Figure 7 The results of GWO-SVM based on different scales of dataset.

Furthermore, the number of datasets used for each tea variety was reduced by the same amount, and the GWO-SVM was employed to create a tea cultivar recognition model. Figure 8 illustrates that 10 sets of images were randomly selected and reduced for each variety during each trial. Despite minimal changes in the accuracy of the training set, the recognition accuracy of the test and validation sets decreased as the dataset size decreased. When the number of images obtained from each oolong tea cultivar decreased by 60 sets, the recognition accuracy of the model decreased significantly, with the accuracy of the validation set falling below 85%. Similarly, when 90 data sets of each oolong tea cultivar were reduced, the accuracy of the verification set decreased to less than 80%.

FIGURE 8
www.frontiersin.org

Figure 8 The results of GWO-SVM based on equal reduction of each cultivar.

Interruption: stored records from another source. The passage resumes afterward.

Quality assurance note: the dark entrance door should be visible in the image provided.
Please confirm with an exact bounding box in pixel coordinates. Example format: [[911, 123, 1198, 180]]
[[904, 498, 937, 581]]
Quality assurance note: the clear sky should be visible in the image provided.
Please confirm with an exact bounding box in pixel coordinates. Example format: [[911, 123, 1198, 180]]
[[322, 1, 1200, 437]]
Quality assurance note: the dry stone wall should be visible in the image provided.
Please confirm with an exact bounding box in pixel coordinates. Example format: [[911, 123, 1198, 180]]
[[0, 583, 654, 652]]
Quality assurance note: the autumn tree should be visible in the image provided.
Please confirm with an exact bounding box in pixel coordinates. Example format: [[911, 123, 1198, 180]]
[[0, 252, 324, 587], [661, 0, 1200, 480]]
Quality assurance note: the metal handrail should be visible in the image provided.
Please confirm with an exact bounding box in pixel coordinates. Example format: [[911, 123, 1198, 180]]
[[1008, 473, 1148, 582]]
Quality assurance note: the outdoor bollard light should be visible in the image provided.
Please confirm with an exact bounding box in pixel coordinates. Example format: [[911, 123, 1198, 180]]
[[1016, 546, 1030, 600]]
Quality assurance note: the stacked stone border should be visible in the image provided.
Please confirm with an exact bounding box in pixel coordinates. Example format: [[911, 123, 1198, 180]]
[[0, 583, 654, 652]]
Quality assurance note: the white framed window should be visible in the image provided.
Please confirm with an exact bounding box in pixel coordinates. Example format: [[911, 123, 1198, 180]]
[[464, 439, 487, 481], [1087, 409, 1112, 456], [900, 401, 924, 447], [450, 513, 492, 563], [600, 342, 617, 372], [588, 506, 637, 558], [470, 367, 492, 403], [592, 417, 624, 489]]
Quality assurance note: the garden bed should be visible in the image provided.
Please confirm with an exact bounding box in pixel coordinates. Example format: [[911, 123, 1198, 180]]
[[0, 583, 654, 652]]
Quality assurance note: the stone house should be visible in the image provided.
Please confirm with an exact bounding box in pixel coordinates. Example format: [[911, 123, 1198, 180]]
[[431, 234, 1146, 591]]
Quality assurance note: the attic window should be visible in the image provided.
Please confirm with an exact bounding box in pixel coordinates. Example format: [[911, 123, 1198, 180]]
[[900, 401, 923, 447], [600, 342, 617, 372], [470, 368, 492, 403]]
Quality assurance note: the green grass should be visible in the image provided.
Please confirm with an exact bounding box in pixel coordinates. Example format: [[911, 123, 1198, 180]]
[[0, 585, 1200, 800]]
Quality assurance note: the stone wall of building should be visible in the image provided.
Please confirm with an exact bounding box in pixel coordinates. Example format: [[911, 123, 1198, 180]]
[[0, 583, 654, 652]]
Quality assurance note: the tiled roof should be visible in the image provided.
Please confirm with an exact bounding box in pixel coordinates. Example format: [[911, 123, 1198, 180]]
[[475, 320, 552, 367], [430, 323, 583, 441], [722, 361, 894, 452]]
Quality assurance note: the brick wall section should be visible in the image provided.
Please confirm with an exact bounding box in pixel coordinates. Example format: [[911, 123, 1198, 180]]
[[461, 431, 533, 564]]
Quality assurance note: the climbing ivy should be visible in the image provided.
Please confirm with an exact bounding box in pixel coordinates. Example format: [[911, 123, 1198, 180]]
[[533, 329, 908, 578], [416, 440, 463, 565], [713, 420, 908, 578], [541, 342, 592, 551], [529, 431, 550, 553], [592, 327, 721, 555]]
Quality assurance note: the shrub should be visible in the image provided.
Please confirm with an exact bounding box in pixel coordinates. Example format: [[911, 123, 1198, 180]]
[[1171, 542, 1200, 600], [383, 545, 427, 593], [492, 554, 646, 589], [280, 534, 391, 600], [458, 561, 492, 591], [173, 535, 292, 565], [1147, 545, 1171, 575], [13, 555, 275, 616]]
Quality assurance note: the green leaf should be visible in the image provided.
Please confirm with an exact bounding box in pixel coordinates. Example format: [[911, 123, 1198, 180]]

4.2 Variable importance analysis of selected indicators

This study used UVE-LASSO to select 27 indicators that can be used for oolong tea cultivar identification. To investigate the contribution of these selected indicators, the variable importance in the projection algorithm was employed. Figure 9 shows that all 27 factors are significantly important, with VIP scores ≥ 0.5. Among these, σ, AL, NDALI, s, b, r, G, MTCI, and L contributed the most (VIP >1.0). Compared to Cao (Cao et al., 2022b), it is evident that σ plays a crucial role in identifying tea plant varieties, including oolong tea cultivars. Additionally, color information plays a more important role in the classification of oolong tea cultivars than other tea plant cultivars.

FIGURE 9
www.frontiersin.org

Figure 9 VIP scores plot of indicators selected by UVE-LASSO.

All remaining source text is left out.